All-Pro receiver Brandon Marshall summed it up really well in an interview discussing the bullying that former Miami Dolphins player Jonathan Martin faced:
A little boy falls down, the first thing we say as parents is “Get up, shake it off. You’ll be okay.” You know, “Don’t cry.” When a little girl falls down, what we say? “It’s gonna be okay.” We validate their feelings. So right there from that moment, we’re teaching our men, you know, to mask their feelings, don’t show their emotions.
A friend told me recently that he’s always felt like he’s not man enough. He’s been insecure when comparing himself to the image of man as the strong, stoic decision-maker. He said he saw his father as this rugged outdoorsman, an ideal he strived for but could never quite reach.
He pushed himself to be masculine, to work out and to be tough. In the end, he’s one of the most tender, perceptive people I know, and I treasure his friendship. But he still finds himself at odds with patriarchy’s vision of what it means to be male:
Even now as people view me as I feel like I viewed my father, I feel like I’m just faking it. Like I’m this wuss in wolverine’s clothes. Not that I feel like I’m a woman, just that I’m a man who’s not manly enough.

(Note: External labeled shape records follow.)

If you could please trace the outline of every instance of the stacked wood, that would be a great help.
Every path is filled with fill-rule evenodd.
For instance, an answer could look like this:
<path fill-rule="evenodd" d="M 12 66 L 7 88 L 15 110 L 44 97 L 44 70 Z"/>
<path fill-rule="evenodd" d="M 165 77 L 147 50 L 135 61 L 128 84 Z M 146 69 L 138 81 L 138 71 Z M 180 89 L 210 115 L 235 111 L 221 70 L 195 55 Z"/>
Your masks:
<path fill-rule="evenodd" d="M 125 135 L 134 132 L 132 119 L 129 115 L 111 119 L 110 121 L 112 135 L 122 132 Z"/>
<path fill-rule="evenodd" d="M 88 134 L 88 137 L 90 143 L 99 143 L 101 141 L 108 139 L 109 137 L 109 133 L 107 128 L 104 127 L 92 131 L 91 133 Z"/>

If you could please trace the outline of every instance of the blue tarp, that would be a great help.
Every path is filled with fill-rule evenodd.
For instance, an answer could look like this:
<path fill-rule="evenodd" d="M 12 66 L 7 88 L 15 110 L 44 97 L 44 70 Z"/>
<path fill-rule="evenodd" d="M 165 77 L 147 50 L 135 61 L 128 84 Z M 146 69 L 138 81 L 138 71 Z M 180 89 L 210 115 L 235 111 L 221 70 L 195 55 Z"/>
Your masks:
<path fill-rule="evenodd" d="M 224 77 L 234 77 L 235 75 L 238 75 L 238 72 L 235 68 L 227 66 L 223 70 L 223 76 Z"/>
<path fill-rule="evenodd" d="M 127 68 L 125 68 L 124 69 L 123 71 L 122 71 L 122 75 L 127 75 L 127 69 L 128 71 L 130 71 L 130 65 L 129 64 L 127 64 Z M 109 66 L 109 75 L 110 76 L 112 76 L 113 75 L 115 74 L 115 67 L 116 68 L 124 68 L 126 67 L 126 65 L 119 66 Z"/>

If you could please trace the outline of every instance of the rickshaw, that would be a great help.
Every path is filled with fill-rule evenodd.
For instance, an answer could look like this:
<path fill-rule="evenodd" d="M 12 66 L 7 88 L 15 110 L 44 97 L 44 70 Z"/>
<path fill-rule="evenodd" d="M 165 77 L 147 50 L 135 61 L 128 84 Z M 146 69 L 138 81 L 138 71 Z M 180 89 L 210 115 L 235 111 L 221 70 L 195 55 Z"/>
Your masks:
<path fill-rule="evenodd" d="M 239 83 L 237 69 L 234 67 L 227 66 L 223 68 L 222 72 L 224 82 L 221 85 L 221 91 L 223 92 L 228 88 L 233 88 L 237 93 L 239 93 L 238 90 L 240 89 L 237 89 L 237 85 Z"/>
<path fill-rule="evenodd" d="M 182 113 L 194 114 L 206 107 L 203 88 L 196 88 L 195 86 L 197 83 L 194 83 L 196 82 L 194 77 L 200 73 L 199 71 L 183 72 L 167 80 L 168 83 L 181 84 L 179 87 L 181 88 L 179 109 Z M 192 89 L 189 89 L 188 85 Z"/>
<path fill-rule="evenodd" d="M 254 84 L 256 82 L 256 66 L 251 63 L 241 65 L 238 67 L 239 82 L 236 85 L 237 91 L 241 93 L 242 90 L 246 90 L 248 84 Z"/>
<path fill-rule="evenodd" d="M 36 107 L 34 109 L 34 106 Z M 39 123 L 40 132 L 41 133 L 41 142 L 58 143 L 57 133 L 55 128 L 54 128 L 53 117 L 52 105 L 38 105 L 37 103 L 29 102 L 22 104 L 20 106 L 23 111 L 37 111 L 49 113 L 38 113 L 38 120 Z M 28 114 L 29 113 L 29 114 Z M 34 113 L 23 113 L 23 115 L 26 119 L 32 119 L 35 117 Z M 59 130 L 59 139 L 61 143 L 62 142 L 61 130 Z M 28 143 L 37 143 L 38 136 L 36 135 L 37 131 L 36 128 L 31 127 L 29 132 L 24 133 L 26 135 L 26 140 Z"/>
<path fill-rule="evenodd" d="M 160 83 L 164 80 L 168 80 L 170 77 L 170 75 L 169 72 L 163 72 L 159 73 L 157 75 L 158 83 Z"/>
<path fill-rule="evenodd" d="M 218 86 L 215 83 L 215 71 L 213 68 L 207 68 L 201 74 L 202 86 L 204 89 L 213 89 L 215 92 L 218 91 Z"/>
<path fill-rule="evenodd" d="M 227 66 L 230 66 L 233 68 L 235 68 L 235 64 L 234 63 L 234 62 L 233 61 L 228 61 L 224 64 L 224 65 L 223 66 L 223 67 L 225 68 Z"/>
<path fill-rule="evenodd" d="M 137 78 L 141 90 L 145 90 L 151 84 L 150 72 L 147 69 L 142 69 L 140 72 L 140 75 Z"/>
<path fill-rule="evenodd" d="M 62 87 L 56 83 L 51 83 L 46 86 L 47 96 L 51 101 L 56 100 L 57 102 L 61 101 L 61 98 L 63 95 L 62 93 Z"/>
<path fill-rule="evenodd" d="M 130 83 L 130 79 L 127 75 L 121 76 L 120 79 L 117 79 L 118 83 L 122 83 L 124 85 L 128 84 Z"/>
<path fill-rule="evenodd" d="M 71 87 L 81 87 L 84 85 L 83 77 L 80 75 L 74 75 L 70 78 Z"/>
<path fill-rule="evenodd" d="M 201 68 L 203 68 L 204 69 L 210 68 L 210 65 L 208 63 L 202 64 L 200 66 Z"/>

Being a feminist doesn’t mean tearing men down. It means tearing down the idea of what it means to be a man, destroying patriarchal systems that oppress men as well as women. It means talking about what manliness is, and creating a world where a man doesn’t have to be some tough rugged outdoorsman.
And if that means people call me a man-hater, so be it. I’m not having that fight anymore. I’m too busy trying to create new ways for men to live, at peace with who they are.